Regardons derrière nous. En matière de bande dessinée, les européens n'ont jamais véritablement repris à leur compte les récits héroïques qui ont fait l'importance de la production illustrée américaine pendant des décennies. Quand la BD franco-belge met en scène des super héros à cape et à masque, c'est souvent pour en rire (Captain Biceps de Zep et Tébo). Dans cette optique, Comix Remix est assez novateur. Bourhis ne construit pas là une accumulation de sketchs parodiques mais une réelle histoire. Avec ce tome premier, il met en place un univers et un ensemble de personnages. Ainsi, les clins d'oeil au genre ne manquent pas, avec un ton très humoristique, des passages burlesques et satiriques, mais le récit génère aussi une certaine noirceur. Ce premier tome de Comix Remix présente un monde en proie à des luttes de pouvoir, des manipulations et malversations. L'humour se fait grinçant... « Mêlant de nombreuses influences, l'auteur signe en fait le premier comics de polar politiques à l'humour franco-belge » lit-on dans Canal BD. C'est à la découverte de cette noirceur-là que l'on écarte totalement une référence comme les Indestructibles, qui n'atteint pas du tout les mêmes thèmes en s'attaquant au mythe des super héros. A la limite, si l'on veut trouver des comparaisons, il est encore plus judicieux de faire référence à Watchmen, qui touche lui aussi avec noirceur à la starification des justiciers.
Hervé Bourhis, révélé par Thomas ou le retour du Tabou, récompensé par le prix Goscinny en 2003, nous propose une oeuvre qui ne manque pas de qualités, mais qui présente aussi plusieurs défauts, notamment structurels. Bourhis ne maîtrise pas totalement les scènes d'action, celles-ci ne sont pas très fluides, manquent de clarté. Le lecteur s'en retrouve gêné, parfois même ralenti.
Plusieurs personnages attirent l'attention et méritent d'être développés dans les tomes à venir : le très impressionnant et amusant Epaminondas, Felipe, John-John Mercure... Feu Mister Mercure, album d'introduction, présente une nébuleuse de personnages. Difficile, dans les quelques premières dizaines de pages, de s'y retrouver, même si, à la fin de l'album, on n'est pas totalement largué.

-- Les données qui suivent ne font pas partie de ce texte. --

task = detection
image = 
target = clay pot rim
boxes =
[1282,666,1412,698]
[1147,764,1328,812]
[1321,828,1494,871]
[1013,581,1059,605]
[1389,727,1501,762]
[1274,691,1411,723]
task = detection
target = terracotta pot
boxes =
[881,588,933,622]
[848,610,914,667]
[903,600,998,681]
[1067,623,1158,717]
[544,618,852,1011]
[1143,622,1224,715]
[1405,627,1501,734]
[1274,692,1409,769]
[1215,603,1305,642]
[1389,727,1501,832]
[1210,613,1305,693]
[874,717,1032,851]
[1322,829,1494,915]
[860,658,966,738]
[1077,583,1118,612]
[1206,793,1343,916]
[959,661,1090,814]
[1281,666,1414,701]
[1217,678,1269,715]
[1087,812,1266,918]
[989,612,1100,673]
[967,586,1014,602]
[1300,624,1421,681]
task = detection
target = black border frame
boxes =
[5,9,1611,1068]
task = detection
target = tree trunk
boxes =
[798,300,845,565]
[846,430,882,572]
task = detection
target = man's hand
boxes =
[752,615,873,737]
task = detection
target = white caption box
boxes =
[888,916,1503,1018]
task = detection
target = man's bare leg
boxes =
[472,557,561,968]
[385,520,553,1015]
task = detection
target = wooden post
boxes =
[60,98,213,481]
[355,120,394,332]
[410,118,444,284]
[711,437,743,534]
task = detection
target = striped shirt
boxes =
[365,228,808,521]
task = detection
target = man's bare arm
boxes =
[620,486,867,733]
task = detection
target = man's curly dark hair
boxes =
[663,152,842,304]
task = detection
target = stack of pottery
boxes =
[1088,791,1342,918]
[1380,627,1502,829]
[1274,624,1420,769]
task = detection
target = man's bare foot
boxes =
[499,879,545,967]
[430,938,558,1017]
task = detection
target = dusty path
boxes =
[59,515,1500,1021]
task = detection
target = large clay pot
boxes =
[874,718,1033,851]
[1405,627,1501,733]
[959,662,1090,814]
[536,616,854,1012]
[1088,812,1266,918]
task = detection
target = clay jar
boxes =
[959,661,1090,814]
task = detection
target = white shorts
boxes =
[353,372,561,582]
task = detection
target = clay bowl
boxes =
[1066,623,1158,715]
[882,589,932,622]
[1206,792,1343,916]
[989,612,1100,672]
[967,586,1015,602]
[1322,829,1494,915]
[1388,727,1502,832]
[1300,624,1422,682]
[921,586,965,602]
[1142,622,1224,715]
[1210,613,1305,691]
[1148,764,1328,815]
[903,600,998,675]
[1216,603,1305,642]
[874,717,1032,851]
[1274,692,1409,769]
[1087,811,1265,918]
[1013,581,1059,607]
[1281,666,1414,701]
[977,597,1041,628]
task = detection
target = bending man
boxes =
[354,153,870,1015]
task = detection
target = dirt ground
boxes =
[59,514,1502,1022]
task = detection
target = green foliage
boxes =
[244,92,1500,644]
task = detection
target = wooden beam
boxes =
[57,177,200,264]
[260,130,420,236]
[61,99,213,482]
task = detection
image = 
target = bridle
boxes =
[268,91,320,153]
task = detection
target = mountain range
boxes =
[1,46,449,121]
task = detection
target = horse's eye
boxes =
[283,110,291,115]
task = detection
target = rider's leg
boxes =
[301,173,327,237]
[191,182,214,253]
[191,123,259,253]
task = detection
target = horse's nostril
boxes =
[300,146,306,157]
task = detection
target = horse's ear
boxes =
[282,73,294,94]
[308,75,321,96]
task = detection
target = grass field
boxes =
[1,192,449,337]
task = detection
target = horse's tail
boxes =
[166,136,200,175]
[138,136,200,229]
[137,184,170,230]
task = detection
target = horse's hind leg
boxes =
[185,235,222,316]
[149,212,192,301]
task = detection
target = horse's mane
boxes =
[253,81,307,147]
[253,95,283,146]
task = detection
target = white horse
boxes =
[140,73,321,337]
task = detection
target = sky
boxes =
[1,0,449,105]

Le dessin de Bourhis, simplifié à l'extrême mais très nerveux et griffonné, est dans l'air du temps. Bourhis renvoie à tous ces auteurs de la « nouvelle vague » comme Dupuy et Berberian, Mardon, Blain, Larcenet... Sans toutefois atteindre leur degré d'organisation et de construction.
Comix Remix, ce n'est pas simplement drôle, c'est aussi intelligent, sombre et angoissant. Mais l'album, avec sa structure peu claire, pas très fluide, son dessin très déjà-vu, ne parvient pas réellement à scotcher le lecteur. Dommage.